Application of modern equipment and operation technology to the most historic and traditional of mass transportation systems has permitted refinement and upgrading of service and management of surface rail systems, without requiring extensive redesign of the vehicles and basic technology. The resulting reliability and straightforward operational characteristics of at grade rail equipment leads to relatively uncomplicated operation and management.
The operational risks of At Grade Rail essentially preclude the possibility of automatic operation of this technology. Engineers are required in each train and a second engineer is being required in many systems as a precautionary safety measure. This eliminates the efficiency of real time computerized management of the system.
Operational management of these systems is being improved at great expense in the Los Angeles region as an emergency safety measure.

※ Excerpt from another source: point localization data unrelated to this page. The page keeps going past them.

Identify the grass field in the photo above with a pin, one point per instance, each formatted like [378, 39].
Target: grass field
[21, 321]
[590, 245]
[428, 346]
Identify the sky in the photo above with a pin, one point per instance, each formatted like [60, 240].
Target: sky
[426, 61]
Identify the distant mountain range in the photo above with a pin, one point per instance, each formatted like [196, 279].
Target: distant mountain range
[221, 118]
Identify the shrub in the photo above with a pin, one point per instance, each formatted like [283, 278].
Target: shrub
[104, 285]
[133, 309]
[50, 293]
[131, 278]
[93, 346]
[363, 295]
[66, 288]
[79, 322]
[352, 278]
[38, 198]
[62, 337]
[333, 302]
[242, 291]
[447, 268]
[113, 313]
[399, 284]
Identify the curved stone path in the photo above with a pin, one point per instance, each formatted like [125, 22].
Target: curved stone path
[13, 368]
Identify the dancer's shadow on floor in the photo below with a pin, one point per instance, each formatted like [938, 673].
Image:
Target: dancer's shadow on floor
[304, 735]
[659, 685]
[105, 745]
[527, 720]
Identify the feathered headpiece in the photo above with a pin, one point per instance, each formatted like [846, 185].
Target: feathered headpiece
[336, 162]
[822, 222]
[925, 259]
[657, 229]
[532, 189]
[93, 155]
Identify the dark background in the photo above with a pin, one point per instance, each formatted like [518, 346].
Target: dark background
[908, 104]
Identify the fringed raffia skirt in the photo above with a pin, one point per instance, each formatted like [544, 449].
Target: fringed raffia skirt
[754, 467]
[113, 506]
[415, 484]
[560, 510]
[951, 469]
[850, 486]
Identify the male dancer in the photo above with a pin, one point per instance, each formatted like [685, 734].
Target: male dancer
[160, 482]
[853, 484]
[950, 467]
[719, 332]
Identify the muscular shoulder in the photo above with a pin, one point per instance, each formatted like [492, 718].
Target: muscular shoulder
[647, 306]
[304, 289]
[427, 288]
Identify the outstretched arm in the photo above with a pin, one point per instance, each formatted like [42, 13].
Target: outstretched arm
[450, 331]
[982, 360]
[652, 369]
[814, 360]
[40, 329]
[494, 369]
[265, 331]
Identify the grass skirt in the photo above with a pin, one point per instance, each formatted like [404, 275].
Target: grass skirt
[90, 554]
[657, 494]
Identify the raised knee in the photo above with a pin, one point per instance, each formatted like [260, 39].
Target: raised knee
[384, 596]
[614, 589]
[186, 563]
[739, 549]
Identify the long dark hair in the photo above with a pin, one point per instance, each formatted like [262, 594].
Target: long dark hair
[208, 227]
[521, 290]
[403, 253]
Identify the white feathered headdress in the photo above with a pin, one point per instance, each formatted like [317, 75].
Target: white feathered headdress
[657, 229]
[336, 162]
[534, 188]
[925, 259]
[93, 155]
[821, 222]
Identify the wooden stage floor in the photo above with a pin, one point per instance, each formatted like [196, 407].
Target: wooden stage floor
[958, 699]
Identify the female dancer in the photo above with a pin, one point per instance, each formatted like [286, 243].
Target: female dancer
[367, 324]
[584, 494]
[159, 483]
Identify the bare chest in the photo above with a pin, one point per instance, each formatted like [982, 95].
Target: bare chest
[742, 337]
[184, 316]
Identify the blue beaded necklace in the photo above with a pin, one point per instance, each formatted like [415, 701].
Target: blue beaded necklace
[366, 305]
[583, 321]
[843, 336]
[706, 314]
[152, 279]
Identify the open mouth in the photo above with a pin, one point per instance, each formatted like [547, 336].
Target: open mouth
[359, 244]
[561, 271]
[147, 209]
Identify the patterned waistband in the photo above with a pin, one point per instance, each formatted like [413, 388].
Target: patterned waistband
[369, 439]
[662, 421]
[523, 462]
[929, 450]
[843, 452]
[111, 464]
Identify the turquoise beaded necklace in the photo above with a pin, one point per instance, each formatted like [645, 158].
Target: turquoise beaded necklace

These improvements include automatic devices to stop the train if the engineer proceeds through a red signal or is traveling above a safe speed on a particular portion of the track.
Adjustment of schedules and capacities of rail routes can be accomplished in a timely manner if sufficient additional rolling stock is available for service. With adequate maintenance programs, system vehicles and equipment can be fairly easily kept in optimal running condition to support the quality and on-time performance records of the service. However, the history of At Grade Rail systems in the Southern California region contains numerous examples of inefficient, and in some cases dangerous, lack of system management. These incidents have been the result of both maintenance and operational failures and in some cases, intentional or accidental interference with surface traffic.
Modern ticket issuing and toll collection methods are not easily adapted to traditional trolley and surface rail systems. While more exotic technology is not always necessary or expected by riders of the rail systems, efforts are being made to develop ticketing systems that prevent the unpaid use of the service known to be present on many systems and yet do not delay the authorized users. Considerable public resistance to these systems has been demonstrated in recent months in some areas.